The Most Beautiful Girl in Cuba(51)
The shadow of a man.
I blink to assure myself that I am not dreaming, but when I open my eyes once more, he is still there, walking toward me along the roof.
Karl Decker.
We only met once, but he introduced himself before the guards cut off contact between me and my friends.
Karl crosses the distance between us quickly and puts his hand through the bars, taking mine. In a sliver of moonlight, I spy a bearded man behind him, and another man behind them.
I can’t contain the little cry that escapes my lips at the sight of them.
“Don’t be afraid. We’ll have you out of here soon,” Karl whispers, squeezing my hand in his.
I want to speak, to thank him for coming for me, but there are no words, so I release him and watch as he pulls out a saw and sets upon the bars, his friends joining him.
It’s louder than I imagined it would be when I first devised the plan, the sound of metal clashing enough to wake the dead. The acid I suggested would have been much faster and more efficient. I don’t know why they didn’t bring it, but without it, the saw’s work is unbearably slow even with both of them working as hard as possible.
For an hour, loud noises fill the room as the two men attack the bars. If they continue like this much longer, there’s no doubt someone will wake up. It’s a miracle no one has heard them so far.
I pivot from the window and walk over to my cot, grabbing a sheet and wrapping it around my body to cover myself so that if any of the other women do wake, they won’t wonder why I am dressed in my daytime clothes rather than my nightgown.
As I am about to return to the window to check my rescuers’ progress, a cough sounds behind me.
I whirl around just as Rosa rises from her bed, alert once more.
“My head hurts,” she complains.
This is it. I open my mouth to speak to her, but no sound escapes. If she spots the men behind me, if she yells for the guards—
But even as I anticipate her cry of alarm, I am greeted by silence.
Blessedly, the sawing has stopped behind me, the dormitory quiet. I yearn to look and see if my rescuers are still at the window waiting for me, but I can’t take my gaze off Rosa.
One shout from her is enough to bring the guards running.
“Who is at the window?” she asks.
“N-No one,” I sputter. “I am feeling poorly and came to the window for air.”
Rosa stares at me for a beat, and I can’t tell if she believes me or not. There are moments when it feels as though she is here with us, and others when she is somewhere else entirely, an altogether different sort of prison.
She doesn’t respond, but she lies back on her side, curling her body as though leaving space for another to fit inside the curve.

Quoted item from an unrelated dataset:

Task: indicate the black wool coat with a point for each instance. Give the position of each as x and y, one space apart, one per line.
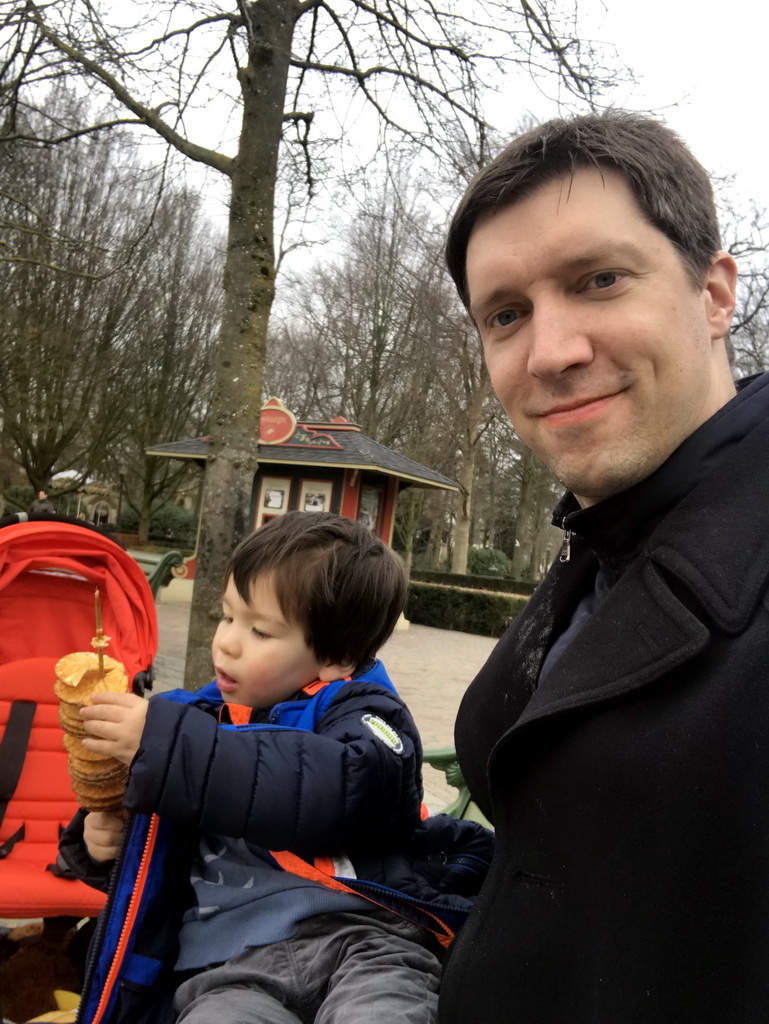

The low hum of a familiar nursery rhyme my older sisters once sang to me fills the room as she sings to the baby she lost as she so often does.
Tears prick my eyes.
I approach the window once more to tell the men it’s too risky tonight, that the laudanum clearly hasn’t done its job sufficiently. If I’m caught trying to escape, they’ll kill me.
I return to the window, but it’s clear that the men have already figured the same thing out for themselves, because their tools are gone, the bars intact, my hope of escape this evening shattered.
Karl hovers on the side of the building.
“Promise me you’ll return tomorrow night,” I whisper, tears threatening. “Please. Promise me. I cannot spend another night in this place, I cannot—”
“We’ll be back. I promise.” Karl reaches through the bars and squeezes my hand again before he pulls away, leaving me to stare after his retreating back as the men return to the house across the street.
There’s nothing to do but lie down in my bed like the others, even though I doubt sleep will come with the nerves and fear rattling around inside me. To have freedom so close I can taste it and then yanked from me so quickly feels like a cruel thing indeed.
But despite the events of the evening, my eyes eventually close, my body sinking into sleep.
When I dream, I am back home, in the house with the courtyard and the dancing fountain, and in the precious hours when I am asleep, I am free.
* * *
—
The next day begins as ordinarily as all the ones before it, and as much as I worry Rosa will speak of the unusual goings-on last night, she keeps to herself, occasionally cradling her imaginary baby and crooning to it, her thoughts on the past and not on me.
I watch her carefully, waiting to see if there is a moment when she will give me away, and then finally, I ask the question I never thought to ask before.
“Your baby? What is its name?”
Rosa stares through me, and just when I think she isn’t going to answer me, she replies—
“Her name was Maria.”
She walks past me before I can say another word.
Did she lose her daughter before she came here? Or is her body buried somewhere in this place?
How could you move past a thing such as that?
As the day wears on, I do everything I can to keep from arousing suspicion, guilt over drugging my cellmates with laudanum again plaguing me.
Later in the day, I go to make the coffee, the laudanum clutched in my hand, my back to the other women.
Behind me someone calls out—
“I’ve been feeling terribly all day. Perhaps Evangelina used some of that famous beauty and bewitched the coffee.”